Saturday, February 18, 2017

Financial Investor Comparison

“Angel investors,” “venture capital,” and “private equity” can be grouped together as “financial investors.”

Before equity crowdfunding, they were just about the only ones willing to take a risk on early-stage companies.

Those who get a financial investor gain a valuable partner, along with their money.

This active role is one reason why some companies prefer financial investors to equity crowdfunding; they get to deal with a small number of large investors, who are highly incentivized to drive the company forward.

“There are times where a startup would be better with angel or VC funding,” admits Yannig Roth of WiSEED, “If your business is not the kind that can expect much traction from a public campaign, or if the benefit your company offers is tricky to explain in a sharp and crisp manner, it could be a lot of effort better spent on talking to financial investors.

If you have a great company being highly sought by VC, you could get the money with less effort.

But don’t forget that crowdfunding offers more than just the money – it offers engagement, visibility and advocacy too”.

The marketing effort is much larger in the typical equity crowdfunding campaign, and if you can get money quickly from a financial investor, then that saved time can instead be put towards other business efforts.

For a lot of startups, though, the idea of a financial investor is anathema to their company culture.

Alicja Chlebna runs Naturalbox, which delivers ethical, organic snacks, health and beauty products. “No banker would share the passion I have for my business.

And most venture capitalists are pretty arrogant, greedy and difficult to work with, from what I know.” Strong words, but Alicja isn’t alone in feeling this way.

Now, let’s be clear that not all venture capitalists fit this description. There are a lot of great people in VC that generate win-win environments for themselves and the companies they work with.

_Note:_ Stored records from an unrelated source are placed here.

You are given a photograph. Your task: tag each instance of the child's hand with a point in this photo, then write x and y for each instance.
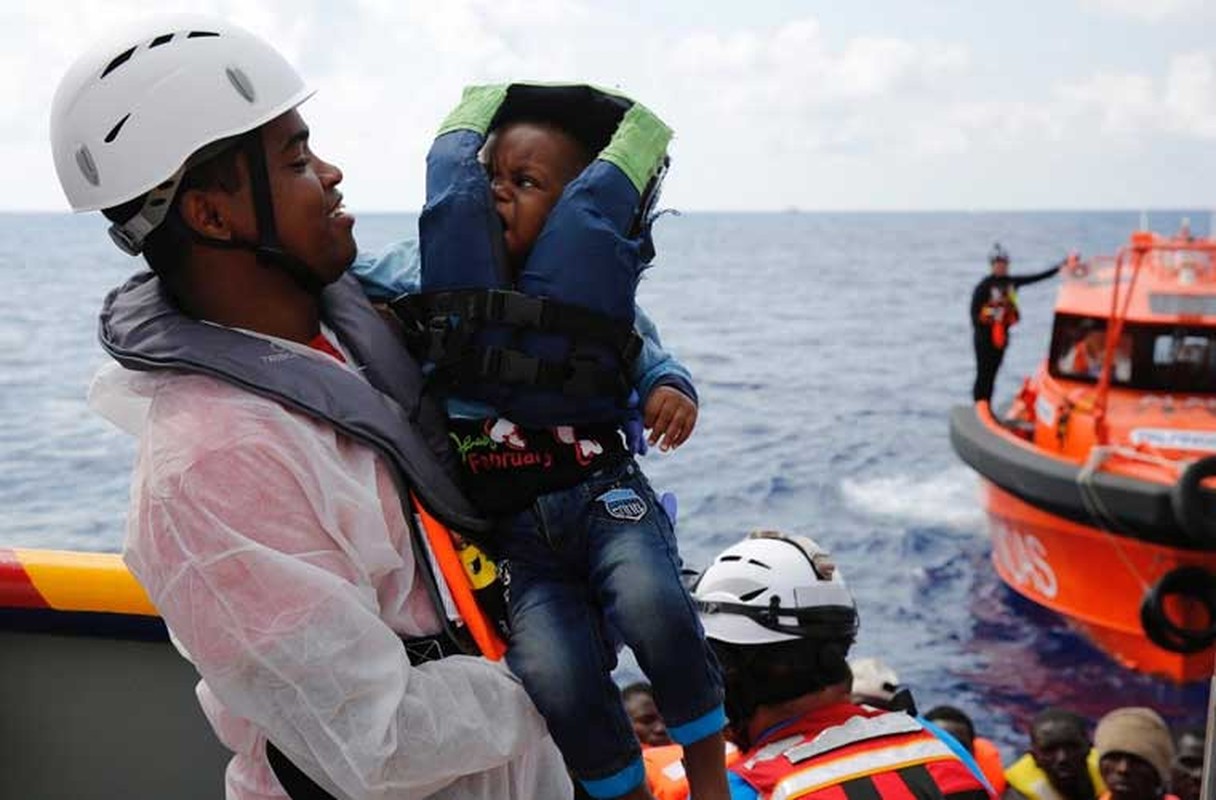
(670, 415)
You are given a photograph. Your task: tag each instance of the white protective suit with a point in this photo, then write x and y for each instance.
(277, 552)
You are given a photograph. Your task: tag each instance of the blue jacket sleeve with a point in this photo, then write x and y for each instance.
(958, 750)
(389, 274)
(654, 366)
(397, 270)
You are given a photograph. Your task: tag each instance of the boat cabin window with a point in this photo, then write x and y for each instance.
(1079, 347)
(1150, 358)
(1184, 360)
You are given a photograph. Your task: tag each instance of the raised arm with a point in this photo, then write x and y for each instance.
(1023, 280)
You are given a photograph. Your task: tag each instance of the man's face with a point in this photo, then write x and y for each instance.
(311, 221)
(1059, 750)
(529, 167)
(1188, 767)
(648, 726)
(1129, 777)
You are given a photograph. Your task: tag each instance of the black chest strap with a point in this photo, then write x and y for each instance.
(442, 328)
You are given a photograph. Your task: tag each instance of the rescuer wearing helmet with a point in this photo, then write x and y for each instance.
(781, 620)
(280, 437)
(994, 311)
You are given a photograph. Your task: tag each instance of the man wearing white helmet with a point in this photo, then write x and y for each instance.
(781, 620)
(281, 433)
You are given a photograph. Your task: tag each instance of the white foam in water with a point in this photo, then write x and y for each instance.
(950, 499)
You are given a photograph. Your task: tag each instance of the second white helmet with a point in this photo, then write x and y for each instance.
(775, 587)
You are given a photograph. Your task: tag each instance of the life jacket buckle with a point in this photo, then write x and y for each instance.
(514, 309)
(443, 338)
(510, 366)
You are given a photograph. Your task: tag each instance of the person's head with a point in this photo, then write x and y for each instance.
(1135, 751)
(648, 726)
(1059, 747)
(998, 260)
(781, 620)
(530, 163)
(953, 722)
(1187, 770)
(184, 131)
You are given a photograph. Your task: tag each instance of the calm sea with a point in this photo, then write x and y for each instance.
(827, 348)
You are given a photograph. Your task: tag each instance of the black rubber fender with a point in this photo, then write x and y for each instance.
(1193, 582)
(1188, 506)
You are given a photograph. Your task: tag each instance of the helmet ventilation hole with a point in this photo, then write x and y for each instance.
(119, 60)
(88, 167)
(241, 83)
(113, 131)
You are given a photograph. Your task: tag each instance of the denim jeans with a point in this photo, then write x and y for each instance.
(586, 565)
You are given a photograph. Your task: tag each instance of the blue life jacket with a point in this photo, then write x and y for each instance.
(556, 347)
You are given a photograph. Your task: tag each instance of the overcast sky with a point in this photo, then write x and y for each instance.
(812, 105)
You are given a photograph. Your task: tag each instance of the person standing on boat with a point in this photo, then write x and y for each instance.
(280, 438)
(1060, 765)
(782, 620)
(994, 311)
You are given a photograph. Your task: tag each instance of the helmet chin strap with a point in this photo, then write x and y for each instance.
(268, 248)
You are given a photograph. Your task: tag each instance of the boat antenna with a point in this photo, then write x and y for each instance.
(1208, 781)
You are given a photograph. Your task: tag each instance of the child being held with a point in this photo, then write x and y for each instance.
(589, 551)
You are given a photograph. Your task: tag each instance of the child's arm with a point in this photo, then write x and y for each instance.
(390, 272)
(669, 406)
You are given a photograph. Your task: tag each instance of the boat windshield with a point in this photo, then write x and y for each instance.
(1175, 359)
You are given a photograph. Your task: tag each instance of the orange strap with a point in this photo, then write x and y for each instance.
(443, 547)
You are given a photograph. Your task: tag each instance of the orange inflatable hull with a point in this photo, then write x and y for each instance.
(1093, 579)
(1099, 478)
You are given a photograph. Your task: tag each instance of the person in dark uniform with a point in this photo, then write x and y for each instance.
(994, 311)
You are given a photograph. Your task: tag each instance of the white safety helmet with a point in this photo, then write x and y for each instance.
(775, 587)
(130, 112)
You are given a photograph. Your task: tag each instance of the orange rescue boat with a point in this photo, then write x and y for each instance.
(1096, 475)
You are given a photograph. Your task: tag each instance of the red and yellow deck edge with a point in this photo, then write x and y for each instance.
(71, 581)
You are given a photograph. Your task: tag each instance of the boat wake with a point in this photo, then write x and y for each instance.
(947, 500)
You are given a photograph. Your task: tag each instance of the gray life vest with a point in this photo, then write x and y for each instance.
(142, 330)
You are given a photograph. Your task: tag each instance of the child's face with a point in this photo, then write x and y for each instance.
(529, 167)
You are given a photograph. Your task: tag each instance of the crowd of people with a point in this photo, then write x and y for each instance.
(293, 446)
(1130, 754)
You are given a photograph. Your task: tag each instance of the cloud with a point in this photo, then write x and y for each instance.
(1136, 106)
(766, 116)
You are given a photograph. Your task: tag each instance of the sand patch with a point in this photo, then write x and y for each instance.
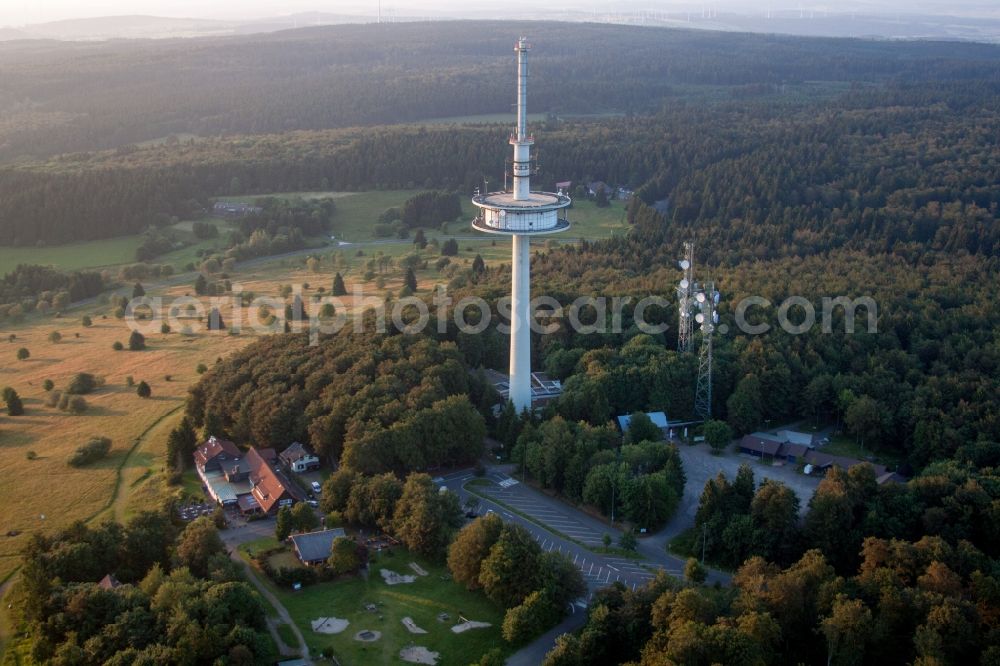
(469, 624)
(393, 578)
(418, 654)
(412, 627)
(329, 625)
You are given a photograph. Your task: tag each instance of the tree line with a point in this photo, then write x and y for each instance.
(72, 97)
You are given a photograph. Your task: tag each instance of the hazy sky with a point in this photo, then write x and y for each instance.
(20, 12)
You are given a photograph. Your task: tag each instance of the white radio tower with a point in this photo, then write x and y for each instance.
(685, 298)
(521, 213)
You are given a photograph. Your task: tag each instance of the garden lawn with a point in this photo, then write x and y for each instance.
(421, 600)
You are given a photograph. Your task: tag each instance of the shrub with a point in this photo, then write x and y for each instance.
(136, 341)
(82, 383)
(92, 451)
(344, 557)
(14, 405)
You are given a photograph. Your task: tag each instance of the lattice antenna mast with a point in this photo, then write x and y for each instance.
(685, 299)
(707, 301)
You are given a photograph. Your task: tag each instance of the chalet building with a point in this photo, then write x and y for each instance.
(659, 419)
(315, 547)
(760, 445)
(796, 448)
(248, 480)
(299, 459)
(109, 582)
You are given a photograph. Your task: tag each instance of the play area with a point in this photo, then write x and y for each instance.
(404, 609)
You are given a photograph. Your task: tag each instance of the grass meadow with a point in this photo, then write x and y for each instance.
(47, 486)
(45, 493)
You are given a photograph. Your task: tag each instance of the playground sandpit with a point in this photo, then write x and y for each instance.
(329, 625)
(411, 626)
(393, 578)
(418, 654)
(469, 624)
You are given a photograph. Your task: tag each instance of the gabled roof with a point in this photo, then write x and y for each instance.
(269, 485)
(213, 448)
(767, 447)
(794, 450)
(890, 477)
(796, 437)
(315, 546)
(659, 419)
(109, 582)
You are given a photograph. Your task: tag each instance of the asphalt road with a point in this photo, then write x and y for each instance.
(565, 528)
(562, 528)
(190, 276)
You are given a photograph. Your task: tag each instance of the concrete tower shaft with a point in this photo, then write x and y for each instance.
(521, 214)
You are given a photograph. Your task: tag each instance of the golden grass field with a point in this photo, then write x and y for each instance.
(131, 478)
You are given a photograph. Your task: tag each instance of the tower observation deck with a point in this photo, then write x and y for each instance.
(521, 213)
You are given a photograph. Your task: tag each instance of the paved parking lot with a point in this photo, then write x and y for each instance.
(547, 511)
(700, 465)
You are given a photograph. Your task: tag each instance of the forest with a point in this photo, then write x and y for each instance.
(166, 596)
(375, 403)
(68, 97)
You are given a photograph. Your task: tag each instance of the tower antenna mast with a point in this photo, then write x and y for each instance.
(685, 300)
(707, 302)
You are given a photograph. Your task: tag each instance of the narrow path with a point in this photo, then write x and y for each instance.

But nonetheless it must be said that the industry is still mostly male, and tend to come from similar backgrounds — elite universities, and the corporate world.

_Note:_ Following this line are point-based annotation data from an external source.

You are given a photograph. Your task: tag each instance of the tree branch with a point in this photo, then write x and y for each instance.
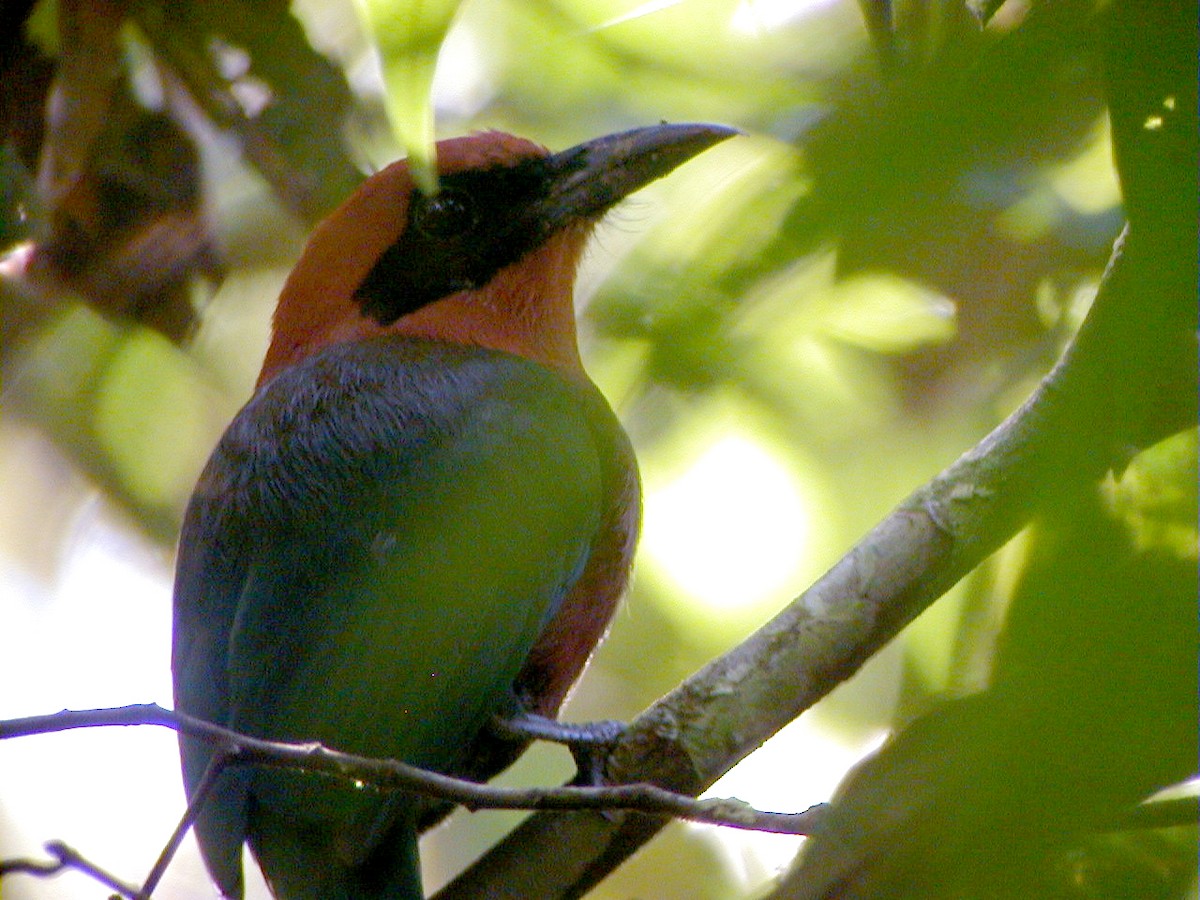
(393, 775)
(1133, 358)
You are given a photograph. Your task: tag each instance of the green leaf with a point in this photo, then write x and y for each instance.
(408, 35)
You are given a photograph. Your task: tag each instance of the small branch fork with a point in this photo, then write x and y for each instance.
(239, 749)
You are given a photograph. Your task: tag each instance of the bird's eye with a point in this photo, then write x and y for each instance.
(448, 214)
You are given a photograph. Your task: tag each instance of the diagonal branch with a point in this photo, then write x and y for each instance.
(391, 775)
(1133, 359)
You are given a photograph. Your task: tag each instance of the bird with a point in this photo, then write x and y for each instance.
(424, 517)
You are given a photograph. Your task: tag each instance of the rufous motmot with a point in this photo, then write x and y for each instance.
(425, 515)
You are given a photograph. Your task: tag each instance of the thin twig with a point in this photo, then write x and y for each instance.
(67, 858)
(389, 774)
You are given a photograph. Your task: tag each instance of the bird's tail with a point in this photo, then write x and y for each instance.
(306, 863)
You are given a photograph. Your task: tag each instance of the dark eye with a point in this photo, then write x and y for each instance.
(448, 214)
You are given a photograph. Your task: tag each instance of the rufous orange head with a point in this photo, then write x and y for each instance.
(489, 261)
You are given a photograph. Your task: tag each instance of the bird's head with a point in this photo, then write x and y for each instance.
(489, 261)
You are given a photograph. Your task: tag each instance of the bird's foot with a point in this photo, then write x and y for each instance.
(588, 742)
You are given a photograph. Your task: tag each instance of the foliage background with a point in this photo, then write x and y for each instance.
(797, 329)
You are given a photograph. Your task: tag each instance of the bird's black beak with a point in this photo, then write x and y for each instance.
(588, 179)
(484, 220)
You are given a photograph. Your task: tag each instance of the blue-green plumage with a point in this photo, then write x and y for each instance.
(371, 555)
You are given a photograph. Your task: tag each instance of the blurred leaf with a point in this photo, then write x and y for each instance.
(888, 315)
(250, 66)
(408, 35)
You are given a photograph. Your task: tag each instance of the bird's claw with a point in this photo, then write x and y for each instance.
(588, 742)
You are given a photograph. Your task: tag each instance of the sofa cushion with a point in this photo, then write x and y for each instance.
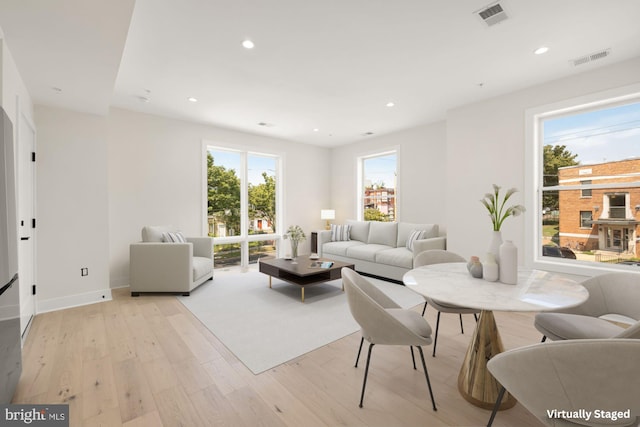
(366, 252)
(340, 233)
(201, 267)
(359, 230)
(383, 233)
(153, 233)
(339, 248)
(170, 237)
(405, 228)
(413, 236)
(398, 257)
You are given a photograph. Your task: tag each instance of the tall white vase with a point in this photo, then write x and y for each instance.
(494, 247)
(508, 263)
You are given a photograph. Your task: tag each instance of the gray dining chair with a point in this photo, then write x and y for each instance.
(579, 377)
(611, 311)
(438, 256)
(384, 322)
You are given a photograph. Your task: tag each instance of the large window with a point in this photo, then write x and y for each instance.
(378, 197)
(242, 213)
(589, 170)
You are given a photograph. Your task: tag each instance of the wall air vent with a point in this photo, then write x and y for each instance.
(591, 57)
(492, 14)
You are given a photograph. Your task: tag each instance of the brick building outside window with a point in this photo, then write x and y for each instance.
(603, 217)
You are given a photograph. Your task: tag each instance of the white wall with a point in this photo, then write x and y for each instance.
(422, 159)
(486, 145)
(156, 176)
(72, 206)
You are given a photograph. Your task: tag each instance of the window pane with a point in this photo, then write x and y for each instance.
(261, 249)
(591, 180)
(226, 255)
(261, 175)
(379, 181)
(223, 181)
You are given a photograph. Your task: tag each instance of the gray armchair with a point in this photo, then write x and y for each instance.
(565, 382)
(159, 266)
(611, 311)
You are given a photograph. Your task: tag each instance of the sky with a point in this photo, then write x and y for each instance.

It shouldn’t be surprising that among the melting pot of diversity that entrepreneurs represent, some won’t gel well with people from this “VC culture.” And these entrepreneurs are not necessarily less worthy of being funded – but until now, if they needed funding, they haven’t had much choice but to submit themselves to a culture they don’t identify with.

Retaining full control of their culture is one of the real advantages of raising money through crowdfunding.